Syria wpuści obserwatorów ONZ. Trzystu i bez broni


ONZ i Syria podpisały w czwartek umowę o zasadach działania obserwatorów, których zadaniem będzie monitorowanie rozejmu między siłami rządowymi a rebeliantami. Szef dyplomacji Rosji Siergiej Ławrow uznał tymczasem powstańców za współodpowiedzialnych za przemoc.

W podpisanym w Damaszku porozumieniu obie strony uzgodniły zadania obserwatorów oraz wynikające z ich misji obowiązki syryjskiego rządu - powiedział w Genewie rzecznik specjalnego wysłannika ONZ Kofiego Annana, Ahmad Fawzi. Dodał, że współpracownicy Annana prowadzą obecnie rozmowy z przedstawicielami opozycji w celu ustalenia obowiązków uzbrojonych grup powstańców.

- Gdy życie zwykłej syryjskiej rodziny zacznie powoli powracać do normy, konieczna będzie obecność skutecznie działającej grupy obserwatorów - podkreślił Fawzi.

Ławrow obarczył tymczasem rebeliantów współodpowiedzialnością za eskalację przemocy w Syrii. Wina nie leży jedynie po stronie syryjskiego rządu - powiedział Ławrow w Brukseli po spotkaniu ministrów spraw zagranicznych NATO. - Sytuacja jest dużo bardziej skomplikowana - podkreślił minister, dodając, że w Syrii działają grupy, które otrzymują broń z zagranicy. Ponadto mają tam miejsce "koordynowane (z zewnątrz) ataki terrorystyczne. Według Ławrowa po stronie powstańców jest "zbyt wiele osób, które chcą pokrzyżować plany obserwatorów".

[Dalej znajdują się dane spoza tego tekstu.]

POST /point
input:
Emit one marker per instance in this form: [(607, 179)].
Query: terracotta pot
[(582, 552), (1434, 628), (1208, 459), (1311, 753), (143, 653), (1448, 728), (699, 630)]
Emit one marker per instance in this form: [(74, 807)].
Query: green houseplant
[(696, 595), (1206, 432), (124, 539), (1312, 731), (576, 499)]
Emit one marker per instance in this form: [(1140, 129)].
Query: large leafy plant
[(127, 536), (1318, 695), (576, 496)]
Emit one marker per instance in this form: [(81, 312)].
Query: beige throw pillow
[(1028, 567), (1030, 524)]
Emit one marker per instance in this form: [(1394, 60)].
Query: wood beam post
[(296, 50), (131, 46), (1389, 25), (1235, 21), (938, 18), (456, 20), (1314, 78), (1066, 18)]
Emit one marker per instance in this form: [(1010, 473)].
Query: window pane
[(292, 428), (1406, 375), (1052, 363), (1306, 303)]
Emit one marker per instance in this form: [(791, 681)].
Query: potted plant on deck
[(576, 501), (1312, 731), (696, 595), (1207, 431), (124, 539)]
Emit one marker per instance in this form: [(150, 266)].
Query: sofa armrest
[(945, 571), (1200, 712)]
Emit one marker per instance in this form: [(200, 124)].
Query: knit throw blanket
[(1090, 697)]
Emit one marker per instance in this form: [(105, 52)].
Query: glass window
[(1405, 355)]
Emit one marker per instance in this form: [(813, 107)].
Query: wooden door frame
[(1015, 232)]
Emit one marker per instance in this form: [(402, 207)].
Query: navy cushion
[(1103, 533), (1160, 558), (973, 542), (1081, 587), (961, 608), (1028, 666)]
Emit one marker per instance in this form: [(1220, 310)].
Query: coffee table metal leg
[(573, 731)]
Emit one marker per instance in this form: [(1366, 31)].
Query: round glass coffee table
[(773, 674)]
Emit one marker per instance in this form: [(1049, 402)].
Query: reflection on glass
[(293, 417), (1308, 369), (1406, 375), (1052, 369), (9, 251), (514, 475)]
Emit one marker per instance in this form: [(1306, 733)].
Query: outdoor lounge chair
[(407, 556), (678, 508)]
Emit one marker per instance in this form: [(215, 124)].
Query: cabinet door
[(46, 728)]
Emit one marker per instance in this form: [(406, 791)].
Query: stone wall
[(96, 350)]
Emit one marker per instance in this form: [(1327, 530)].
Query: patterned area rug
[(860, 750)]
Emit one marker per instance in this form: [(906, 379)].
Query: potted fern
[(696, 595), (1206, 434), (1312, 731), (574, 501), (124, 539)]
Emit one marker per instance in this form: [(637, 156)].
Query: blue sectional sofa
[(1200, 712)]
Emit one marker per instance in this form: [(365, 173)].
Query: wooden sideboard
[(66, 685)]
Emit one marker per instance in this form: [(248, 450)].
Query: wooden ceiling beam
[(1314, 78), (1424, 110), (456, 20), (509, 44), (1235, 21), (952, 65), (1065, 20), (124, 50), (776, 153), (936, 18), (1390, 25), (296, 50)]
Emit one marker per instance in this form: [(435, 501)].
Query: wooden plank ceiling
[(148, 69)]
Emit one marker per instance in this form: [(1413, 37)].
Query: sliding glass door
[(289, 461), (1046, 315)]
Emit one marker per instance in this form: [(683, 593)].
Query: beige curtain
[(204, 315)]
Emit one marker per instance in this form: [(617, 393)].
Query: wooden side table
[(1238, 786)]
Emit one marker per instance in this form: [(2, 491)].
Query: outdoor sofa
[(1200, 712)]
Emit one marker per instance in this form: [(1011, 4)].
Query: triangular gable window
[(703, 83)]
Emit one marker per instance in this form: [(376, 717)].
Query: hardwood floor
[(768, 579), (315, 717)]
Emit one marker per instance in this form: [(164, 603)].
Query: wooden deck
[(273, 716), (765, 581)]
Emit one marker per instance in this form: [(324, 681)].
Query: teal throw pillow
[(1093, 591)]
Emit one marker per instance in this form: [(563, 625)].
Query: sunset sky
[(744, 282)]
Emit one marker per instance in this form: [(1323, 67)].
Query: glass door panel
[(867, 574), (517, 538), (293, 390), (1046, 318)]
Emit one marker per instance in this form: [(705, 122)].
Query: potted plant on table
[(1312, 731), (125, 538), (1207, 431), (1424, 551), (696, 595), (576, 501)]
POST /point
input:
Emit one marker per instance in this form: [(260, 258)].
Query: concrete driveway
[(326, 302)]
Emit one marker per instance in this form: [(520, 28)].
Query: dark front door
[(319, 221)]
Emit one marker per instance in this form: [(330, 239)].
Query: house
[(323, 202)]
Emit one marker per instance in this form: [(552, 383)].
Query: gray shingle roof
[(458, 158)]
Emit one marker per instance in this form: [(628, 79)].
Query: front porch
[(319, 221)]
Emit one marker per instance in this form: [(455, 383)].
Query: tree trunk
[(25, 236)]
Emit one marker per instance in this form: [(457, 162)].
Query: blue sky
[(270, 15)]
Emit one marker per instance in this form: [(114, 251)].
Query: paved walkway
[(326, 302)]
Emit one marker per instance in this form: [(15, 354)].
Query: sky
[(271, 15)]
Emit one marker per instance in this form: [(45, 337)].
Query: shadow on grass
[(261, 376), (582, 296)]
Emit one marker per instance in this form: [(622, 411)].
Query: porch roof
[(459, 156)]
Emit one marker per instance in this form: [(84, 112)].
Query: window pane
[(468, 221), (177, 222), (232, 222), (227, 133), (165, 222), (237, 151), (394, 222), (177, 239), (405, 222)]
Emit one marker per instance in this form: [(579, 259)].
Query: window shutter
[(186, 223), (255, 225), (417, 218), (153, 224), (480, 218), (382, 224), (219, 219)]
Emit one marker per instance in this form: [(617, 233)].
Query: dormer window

Wyślą 300 nieuzbrojonych obserwatorów

Sekretarz generalny ONZ Ban Ki Mun zarekomendował w liście wysłanym w środę do Rady Bezpieczeństwa ONZ wysłanie do Syrii początkowo na okres trzech miesięcy około 300 nieuzbrojonych obserwatorów, którzy mają monitorować kruchy rozejm między siłami reżimu prezydenta Baszara el-Asada a rebeliantami.

Zgodnie z przyjętą rezolucją RB ONZ w pierwszym okresie misja obserwacyjna ma liczyć 30 ludzi, do których dołączą kolejni; docelowo ma się składać z 250 osób. Jednak Ban zasygnalizował, że 250 obserwatorów może nie wystarczyć ze względu "na obecną sytuację i powierzchnię kraju".

Zdaniem ministra spraw zagranicznych Francji Alaina Juppe do Syrii należałoby wysłać od 300 do 400 obserwatorów. Reżim Asada poinformował, że przyjmie nie więcej niż 250 członków misji.

Sześciopunktowy plan pokojowy Annana przewiduje, oprócz wycofania sił rządowych i broni ciężkiej z miast Syrii, również umożliwienie dostaw pomocy humanitarnej oraz uwolnienie więźniów i wpuszczenie dziennikarzy.

Według szacunków ONZ od początku konfliktu, który wybuchł w marcu 2011 roku, w Syrii zginęło już około 9 tys. osób. Syryjskie Obserwatorium Praw Człowieka twierdzi, że śmierć poniosło ponad 11 tys. ludzi.